Hier seien einige Beispiele zur Verdeutlichung genannt: In den Weseler Stadtrechnungen wird zum 17. Mai 1447 berichtet, dass „die halbe Stadt zum Landhüten beim ham gegenüber Rheinberg“ lag. In diesem Zusammenhang bezeichnet ham einen Schutzzaun bzw. eine Landwehr, also eine befestigte Einfriedung, die der Sicherung des Territoriums diente. Ein weiterer Nachweis findet sich in einem Gerichtsfall aus Eiderstedt von 1479/80. Zwei Dithmarscher klagen dort, dass ihnen dreißig Bullen geraubt und anschließend „in en ham“ fünf Tage lang festgehalten worden seien. Da die Tiere in dieser Zeit eingeschlossen waren und schließlich eingingen, muss es sich bei diesem ham um einen stabilen Pferch oder ein festes Zaunwerk aus Bohlen und Planken gehandelt haben, das auch größere Tiere sicher einschließen konnte – vor allem, wenn diese nicht mit Wasser und Futter versorgt wurden.

Ein drittes Zeugnis liefert eine Holsteinische Chronik von 1448, die eine Schlacht von 1404 gegen die Dithmarscher beschreibt. Der Ort der Schlacht wird als „Suderhamme“ bezeichnet und näher charakterisiert: Das Gebiet besaß eine starke Befestigung mit zwei oder drei Gräben und lag in sumpfigem Gelände mit dichtem Wald; durch dieses führte ein enger steinerner Weg. Diese Beschreibung zeigt deutlich, dass ham hier ein befestigtes, eingehegtes Gelände meint.

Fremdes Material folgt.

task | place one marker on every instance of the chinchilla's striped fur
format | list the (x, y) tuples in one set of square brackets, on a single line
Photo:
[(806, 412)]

Der Dithmarscher Chronist Johann Adolf Neocorus (16.-17. Jahrhundert) greift diese Darstellung später auf und erklärt Suder-Hamme ausdrücklich als Landwehr mit mehreren Gräben und dichter Bewachsung, durch die ein schmaler Weg führte. Auch diese Erklärung bestätigt, dass ham ursprünglich eine Einfriedung oder Befestigung bezeichnete.

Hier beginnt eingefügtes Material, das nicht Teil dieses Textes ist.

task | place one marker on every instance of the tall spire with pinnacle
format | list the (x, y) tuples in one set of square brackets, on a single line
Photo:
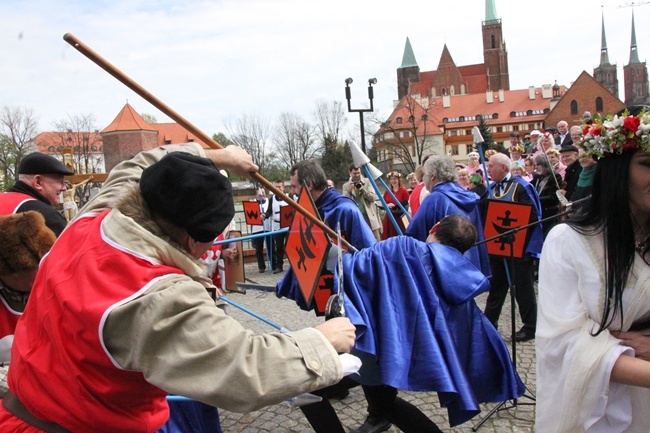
[(490, 11), (604, 58), (408, 59), (408, 73), (634, 54)]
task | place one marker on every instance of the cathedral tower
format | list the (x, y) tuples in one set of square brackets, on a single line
[(606, 73), (636, 76), (495, 55)]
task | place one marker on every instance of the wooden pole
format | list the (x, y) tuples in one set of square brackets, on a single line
[(131, 84)]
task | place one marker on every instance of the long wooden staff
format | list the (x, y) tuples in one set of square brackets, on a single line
[(131, 84)]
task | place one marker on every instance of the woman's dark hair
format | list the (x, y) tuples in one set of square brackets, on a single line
[(608, 212)]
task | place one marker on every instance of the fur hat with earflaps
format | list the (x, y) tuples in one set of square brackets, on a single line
[(24, 240)]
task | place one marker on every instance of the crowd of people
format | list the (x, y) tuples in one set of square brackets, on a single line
[(152, 329)]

Eine doppelt gesicherte Festung

Hamburg, im 9. Jahrhundert als „Hammaburg“ belegt, ist also wörtlich weder eine ‚Wiesenburg‘ noch eine ‚Befestigung im Winkel zwischen Alster und Elbe‘, sondern eine ‚Wehranlage mit einem Zaun oder einer Einfriedung‘, eine ‚Zaun-Burg‘. Dass auch Burgen mit Planken-Zäunen umgeben wurden, berichtet Levold von Northof in der Mitte des 14. Jahrhunderts in seiner Chronik der Grafen von der Mark anlässlich der Errichtung der Burg Limburg an der Lenne in den dreißiger Jahren des 13. Jahrhunderts. Es wird erzählt, dass der Bauherr, Herzog Heinrich von Limburg, so viele Soldaten dort hatte, „quot tabule sive plante, quibus castrum firmabatur“, also ‚wie die Bretter oder Planken, mit denen die Burg abgesichert wurde’. Die Hammaburg, war also wohl eine doppelt gesicherte Festung.

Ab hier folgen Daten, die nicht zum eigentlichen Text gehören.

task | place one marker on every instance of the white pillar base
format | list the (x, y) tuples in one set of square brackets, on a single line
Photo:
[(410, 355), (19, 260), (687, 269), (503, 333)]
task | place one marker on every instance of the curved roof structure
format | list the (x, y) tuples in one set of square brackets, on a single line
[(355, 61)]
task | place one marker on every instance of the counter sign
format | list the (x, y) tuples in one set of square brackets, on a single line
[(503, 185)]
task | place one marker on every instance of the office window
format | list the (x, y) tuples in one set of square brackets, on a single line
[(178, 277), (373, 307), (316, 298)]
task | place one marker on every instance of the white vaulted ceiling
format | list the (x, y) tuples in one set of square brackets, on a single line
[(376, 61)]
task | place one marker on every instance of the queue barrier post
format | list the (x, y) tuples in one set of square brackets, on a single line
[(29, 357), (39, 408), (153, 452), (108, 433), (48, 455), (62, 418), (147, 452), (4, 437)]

Wenn der Ortsname Hamburg auch nichts mit Knie, Schenkel oder Schinken zu tun hat und die Stadt damit keine sprachliche Verbindung zu ‚ham & eggs“ aufweist, so ist sie aber doch Namengeberin des beliebten Hamburgers. Denn das Brötchen mit verschiedenen Belägen und würzigen Soßen, das heute vielfach auch nach seinen Hauptbestandteilen Cheese-, Chicken-, Fish-, Veggie-Burger oder allgemein nur kurz Burger genannt wird, hat seinen Namen ebenfalls nicht vom englischen Wort ham für ‚Schinken‘ erhalten, wie oft behauptet wird, sondern tatsächlich vom Namen der Stadt. Beim Hamburger handelt es sich ursprünglich um ein von einem Ortsnamen abgeleitetes Adjektiv vom Typ Frankfurter (Würstchen), Wiener (Schnitzel) oder Berliner (Krapfen). Beim Hamburger müsste man also eigentlich noch „Brötchen“ ergänzen.